KPFM based investigation on the nature of Sb2Te3:MoS2 and Bi2Te3:MoS2 2D interfaces and its effect on the electrical and thermoelectric properties

Abstract

In this study, the effect of incorporation of 2D nanoflakes on an n type and a p type thermoelectric matrixes, Bi2Te3 and Sb2Te3, respectively, has been studied. MoS2 has been used to prepare nanocomposite bulk samples having n-n or n-p 2D interfaces. Kelvin probe force microscopy based measurements were used to characterize nanocomposite samples which revealed a difference in potentials barrier at the 2D interface for Bi2Te3:MoS2 and Sb2Te3:MoS2 samples, respectively. The electrical conductivity of Bi2Te3:MoS2 was observed to be lower as compared to the pristine Bi2Te3 due to increased electron scattering at 2D interfaces, whereas in the case of Sb2Te3:MoS2, the incorporation of MoS2 led to the increase in the value of electrical conductivity due to higher carrier mobility.
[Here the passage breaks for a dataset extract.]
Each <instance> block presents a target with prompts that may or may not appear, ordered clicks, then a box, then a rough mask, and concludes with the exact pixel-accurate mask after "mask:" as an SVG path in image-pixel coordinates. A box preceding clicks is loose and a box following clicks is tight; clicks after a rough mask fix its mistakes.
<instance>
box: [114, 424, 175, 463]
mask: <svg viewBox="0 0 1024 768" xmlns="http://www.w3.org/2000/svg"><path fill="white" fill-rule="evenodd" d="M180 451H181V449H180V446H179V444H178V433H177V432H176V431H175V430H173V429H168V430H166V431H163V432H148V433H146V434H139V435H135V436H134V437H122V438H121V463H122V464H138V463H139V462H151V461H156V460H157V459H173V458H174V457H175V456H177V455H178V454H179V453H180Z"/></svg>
In Bi2Te3:MoS2, a large decrease in thermal conductivity due to reduced electronic contribution is observed in contrast to no change in the case of the Sb2Te3:MoS2 nanocomposite sample. The Seebeck coefficient is observed to increase in both the types of nanocomposite samples but owing to different mechanisms. The presence of potential barrier for electrons restricts the flow of majority carriers in the Bi2Te3:MoS2 nanocomposite, whereas in the case of Sb2Te3:MoS2 nanocomposite samples, the increased potential barrier helps in assisting the flow of holes, thereby increasing the mobility of carriers in the case of Sb2Te3:MoS2.